0

Is there a term to describe a mapping of a set of functions to another set of functions?

The derivative is an example of what I’m thinking of. Taking the derivative of a function gives a new function based on the old function.

Frasch
  • 347
  • 1
    Not really, as far as I'm aware. The derivative can (and often is) thought of as a function in itself, taking the set of differentiable functions on a set domain, to the set of real functions on that domain. Sometimes it's called an "operator", though this is less to do with a function on a set of functions as it is to do with a function on a vector space (which such sets of functions tend to be).
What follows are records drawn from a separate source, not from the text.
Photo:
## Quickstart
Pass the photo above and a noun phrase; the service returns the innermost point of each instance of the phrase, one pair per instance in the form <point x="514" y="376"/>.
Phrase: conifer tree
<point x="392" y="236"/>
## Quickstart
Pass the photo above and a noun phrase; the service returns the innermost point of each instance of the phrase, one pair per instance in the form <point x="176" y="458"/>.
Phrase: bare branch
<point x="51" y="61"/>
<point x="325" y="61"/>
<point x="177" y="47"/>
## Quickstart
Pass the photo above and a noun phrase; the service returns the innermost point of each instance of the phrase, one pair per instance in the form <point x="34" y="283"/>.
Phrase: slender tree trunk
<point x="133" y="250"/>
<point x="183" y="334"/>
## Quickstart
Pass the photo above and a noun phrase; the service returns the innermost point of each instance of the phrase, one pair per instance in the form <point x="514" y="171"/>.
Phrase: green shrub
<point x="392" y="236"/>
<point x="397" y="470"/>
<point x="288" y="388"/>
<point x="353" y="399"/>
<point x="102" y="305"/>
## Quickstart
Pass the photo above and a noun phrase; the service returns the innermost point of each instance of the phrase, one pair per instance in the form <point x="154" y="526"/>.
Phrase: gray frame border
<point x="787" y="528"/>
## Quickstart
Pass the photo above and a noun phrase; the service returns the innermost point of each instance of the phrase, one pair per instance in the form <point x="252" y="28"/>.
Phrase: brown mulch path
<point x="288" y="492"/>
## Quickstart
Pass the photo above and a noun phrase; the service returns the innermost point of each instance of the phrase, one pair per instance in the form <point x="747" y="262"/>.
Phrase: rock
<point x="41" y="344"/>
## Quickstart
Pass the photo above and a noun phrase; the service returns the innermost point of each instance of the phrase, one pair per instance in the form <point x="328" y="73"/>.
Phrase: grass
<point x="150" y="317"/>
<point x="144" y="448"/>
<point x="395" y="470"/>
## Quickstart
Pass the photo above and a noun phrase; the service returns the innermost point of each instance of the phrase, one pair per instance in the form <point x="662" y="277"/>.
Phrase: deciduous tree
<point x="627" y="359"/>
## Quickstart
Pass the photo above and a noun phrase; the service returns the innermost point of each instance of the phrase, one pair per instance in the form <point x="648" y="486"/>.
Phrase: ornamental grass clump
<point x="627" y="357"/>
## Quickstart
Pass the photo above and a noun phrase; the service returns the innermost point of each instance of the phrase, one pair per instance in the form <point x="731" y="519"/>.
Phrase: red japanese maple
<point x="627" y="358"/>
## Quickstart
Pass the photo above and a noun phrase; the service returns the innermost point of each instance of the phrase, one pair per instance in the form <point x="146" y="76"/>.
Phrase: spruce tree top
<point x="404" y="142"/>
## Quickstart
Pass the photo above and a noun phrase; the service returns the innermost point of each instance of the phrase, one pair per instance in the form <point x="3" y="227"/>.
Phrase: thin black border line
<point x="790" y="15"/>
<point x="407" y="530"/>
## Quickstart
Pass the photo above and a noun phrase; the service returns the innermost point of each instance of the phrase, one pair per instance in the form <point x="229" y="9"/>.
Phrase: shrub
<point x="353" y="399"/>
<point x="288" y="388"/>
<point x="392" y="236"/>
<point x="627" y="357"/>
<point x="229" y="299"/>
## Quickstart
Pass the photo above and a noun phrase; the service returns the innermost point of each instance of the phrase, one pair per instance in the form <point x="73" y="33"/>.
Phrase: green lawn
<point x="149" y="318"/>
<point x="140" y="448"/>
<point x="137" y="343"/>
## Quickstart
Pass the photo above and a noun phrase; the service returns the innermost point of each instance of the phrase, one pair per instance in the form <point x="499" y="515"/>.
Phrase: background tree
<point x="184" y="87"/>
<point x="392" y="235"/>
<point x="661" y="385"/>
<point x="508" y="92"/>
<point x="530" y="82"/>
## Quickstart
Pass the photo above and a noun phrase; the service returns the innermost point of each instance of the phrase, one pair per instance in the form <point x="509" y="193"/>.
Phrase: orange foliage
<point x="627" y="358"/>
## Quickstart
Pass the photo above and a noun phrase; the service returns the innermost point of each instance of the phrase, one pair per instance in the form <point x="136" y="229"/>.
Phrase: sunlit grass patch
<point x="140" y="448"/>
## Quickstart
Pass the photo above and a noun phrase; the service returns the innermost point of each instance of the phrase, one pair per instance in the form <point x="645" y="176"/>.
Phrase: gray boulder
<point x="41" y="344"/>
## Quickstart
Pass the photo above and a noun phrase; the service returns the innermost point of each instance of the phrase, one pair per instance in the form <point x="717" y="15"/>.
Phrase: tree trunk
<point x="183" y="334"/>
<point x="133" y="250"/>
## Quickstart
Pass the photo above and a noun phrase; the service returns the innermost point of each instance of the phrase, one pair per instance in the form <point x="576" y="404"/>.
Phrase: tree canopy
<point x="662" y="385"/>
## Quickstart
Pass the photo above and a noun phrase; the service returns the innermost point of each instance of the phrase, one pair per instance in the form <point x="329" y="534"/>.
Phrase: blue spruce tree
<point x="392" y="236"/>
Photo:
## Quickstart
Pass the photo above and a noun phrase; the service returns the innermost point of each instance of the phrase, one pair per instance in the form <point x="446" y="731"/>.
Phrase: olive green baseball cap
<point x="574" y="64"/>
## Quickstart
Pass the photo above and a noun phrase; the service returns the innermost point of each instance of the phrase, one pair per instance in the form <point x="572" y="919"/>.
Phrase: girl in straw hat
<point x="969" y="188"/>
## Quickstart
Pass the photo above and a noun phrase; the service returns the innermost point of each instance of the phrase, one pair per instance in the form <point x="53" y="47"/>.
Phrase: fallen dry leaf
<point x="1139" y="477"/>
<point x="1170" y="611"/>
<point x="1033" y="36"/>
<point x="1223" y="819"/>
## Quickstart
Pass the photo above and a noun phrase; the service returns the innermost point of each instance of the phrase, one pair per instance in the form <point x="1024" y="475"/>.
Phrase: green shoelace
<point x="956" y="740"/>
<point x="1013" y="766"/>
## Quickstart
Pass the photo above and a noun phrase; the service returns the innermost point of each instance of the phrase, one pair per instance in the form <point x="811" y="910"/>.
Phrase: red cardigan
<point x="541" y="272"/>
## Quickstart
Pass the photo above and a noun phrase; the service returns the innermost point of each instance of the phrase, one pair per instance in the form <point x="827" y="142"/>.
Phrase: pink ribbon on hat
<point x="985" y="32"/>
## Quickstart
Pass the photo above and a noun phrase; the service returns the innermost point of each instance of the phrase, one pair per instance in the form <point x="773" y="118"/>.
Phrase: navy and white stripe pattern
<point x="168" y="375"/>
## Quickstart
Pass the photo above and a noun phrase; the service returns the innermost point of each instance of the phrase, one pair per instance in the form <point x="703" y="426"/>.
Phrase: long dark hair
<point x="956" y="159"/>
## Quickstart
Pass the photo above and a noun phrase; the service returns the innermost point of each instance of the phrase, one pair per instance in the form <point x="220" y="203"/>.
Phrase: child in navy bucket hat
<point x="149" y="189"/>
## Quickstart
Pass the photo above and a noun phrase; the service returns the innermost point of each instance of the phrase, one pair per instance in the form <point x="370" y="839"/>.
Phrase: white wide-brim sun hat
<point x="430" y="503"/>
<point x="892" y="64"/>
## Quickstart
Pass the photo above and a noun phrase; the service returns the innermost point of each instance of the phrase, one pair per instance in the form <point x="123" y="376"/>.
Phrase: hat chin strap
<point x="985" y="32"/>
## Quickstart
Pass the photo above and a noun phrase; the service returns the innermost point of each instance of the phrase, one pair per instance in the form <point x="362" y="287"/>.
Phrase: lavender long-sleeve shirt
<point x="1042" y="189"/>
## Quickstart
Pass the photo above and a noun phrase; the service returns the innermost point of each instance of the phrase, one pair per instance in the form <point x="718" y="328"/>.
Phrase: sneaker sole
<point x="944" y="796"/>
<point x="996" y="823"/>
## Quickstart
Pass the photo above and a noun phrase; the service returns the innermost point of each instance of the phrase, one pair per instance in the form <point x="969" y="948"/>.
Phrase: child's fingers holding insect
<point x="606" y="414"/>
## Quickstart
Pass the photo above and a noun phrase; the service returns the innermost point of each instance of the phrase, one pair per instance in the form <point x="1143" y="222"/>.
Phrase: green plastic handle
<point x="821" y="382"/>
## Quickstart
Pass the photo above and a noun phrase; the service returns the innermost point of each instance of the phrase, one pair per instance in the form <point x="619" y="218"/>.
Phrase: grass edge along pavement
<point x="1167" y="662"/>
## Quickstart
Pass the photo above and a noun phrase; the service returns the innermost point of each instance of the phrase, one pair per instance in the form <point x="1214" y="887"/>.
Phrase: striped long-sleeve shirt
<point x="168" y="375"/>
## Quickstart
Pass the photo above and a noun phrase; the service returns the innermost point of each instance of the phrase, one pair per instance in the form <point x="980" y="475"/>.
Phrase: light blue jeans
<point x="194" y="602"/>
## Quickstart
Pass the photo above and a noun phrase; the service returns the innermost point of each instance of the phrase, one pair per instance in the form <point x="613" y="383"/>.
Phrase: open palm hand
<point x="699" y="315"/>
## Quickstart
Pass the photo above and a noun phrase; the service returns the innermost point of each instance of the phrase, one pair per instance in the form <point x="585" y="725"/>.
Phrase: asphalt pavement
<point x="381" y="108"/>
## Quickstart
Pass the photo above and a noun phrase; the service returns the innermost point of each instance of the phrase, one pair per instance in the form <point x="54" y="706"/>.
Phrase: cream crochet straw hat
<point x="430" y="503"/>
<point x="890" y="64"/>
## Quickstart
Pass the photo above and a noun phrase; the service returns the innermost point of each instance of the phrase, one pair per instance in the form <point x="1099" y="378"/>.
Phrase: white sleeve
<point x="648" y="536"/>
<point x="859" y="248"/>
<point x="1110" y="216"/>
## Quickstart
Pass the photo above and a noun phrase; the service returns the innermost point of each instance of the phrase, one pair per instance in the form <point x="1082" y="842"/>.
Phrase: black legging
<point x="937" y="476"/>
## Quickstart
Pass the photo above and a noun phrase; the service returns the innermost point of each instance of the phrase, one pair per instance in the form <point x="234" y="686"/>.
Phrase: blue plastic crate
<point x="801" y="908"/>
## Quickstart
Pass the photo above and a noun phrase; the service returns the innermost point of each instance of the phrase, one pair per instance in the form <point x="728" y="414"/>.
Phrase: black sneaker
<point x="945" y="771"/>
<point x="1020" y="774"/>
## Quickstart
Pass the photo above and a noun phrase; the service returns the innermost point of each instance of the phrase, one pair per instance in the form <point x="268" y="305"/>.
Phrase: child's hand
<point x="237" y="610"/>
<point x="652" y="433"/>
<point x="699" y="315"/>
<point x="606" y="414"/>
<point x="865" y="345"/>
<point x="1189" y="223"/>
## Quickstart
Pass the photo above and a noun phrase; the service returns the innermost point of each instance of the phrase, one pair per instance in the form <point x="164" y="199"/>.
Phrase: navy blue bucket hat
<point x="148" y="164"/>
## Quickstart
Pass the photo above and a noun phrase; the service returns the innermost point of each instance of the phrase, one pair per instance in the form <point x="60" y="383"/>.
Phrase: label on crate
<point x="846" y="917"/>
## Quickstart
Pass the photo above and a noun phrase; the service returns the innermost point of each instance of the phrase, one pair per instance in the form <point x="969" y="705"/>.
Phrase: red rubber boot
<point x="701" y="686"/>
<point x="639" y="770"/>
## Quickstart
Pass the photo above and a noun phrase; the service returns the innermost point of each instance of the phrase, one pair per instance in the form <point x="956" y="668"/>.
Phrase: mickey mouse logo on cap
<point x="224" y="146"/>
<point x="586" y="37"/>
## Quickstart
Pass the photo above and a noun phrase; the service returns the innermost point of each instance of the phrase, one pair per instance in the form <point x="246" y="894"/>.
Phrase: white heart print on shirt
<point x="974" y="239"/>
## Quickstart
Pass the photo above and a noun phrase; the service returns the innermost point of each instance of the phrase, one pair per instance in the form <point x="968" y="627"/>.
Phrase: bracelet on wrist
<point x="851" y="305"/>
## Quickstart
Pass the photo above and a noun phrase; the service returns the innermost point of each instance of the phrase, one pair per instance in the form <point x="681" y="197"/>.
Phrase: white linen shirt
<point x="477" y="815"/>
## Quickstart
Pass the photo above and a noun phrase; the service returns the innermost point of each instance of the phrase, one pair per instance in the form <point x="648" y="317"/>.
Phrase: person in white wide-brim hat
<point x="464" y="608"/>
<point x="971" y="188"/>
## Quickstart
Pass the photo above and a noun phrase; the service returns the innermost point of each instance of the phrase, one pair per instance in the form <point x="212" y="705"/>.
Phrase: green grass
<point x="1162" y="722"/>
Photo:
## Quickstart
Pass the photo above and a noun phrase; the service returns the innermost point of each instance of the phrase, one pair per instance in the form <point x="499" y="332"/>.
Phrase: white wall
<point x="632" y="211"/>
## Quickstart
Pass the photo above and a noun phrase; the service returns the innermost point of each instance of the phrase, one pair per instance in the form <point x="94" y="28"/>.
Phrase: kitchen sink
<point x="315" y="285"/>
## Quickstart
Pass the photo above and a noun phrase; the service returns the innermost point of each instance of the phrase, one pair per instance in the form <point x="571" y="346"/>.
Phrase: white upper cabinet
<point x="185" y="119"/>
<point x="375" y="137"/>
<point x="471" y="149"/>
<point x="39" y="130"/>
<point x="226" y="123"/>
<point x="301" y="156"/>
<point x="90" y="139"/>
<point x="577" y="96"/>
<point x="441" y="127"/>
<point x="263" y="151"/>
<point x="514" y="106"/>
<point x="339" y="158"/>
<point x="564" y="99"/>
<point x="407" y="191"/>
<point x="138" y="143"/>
But no, as far as I'm aware, there is no dedicated term for a function between sets of functions. – Theo Bendit Jul 30 '19 at 15:19
  • A mapping is a mapping is a mapping... In some context (computer science) Functional is used. – Mauro ALLEGRANZA Jul 30 '19 at 15:19

2 Answers2

1

We can consider the vector space of functions between two sets $X, Y$; known as a function space.
Then the mappings between these functions would be linear transformations.

If the domain $X$ is also vector space, the set of linear maps from $X$ to $Y$ form a vector space over the underlying field, denoted $Hom(X,Y)$. One such space is the dual space of $Y$.

Other than that, not really.

Matthew
  • 1,354
0

There are many words relevant here, Operator and Transform come to mind. For instance, taking a derivative is an example of a differential operator. We can also take the Fourier or Laplace transform of a function.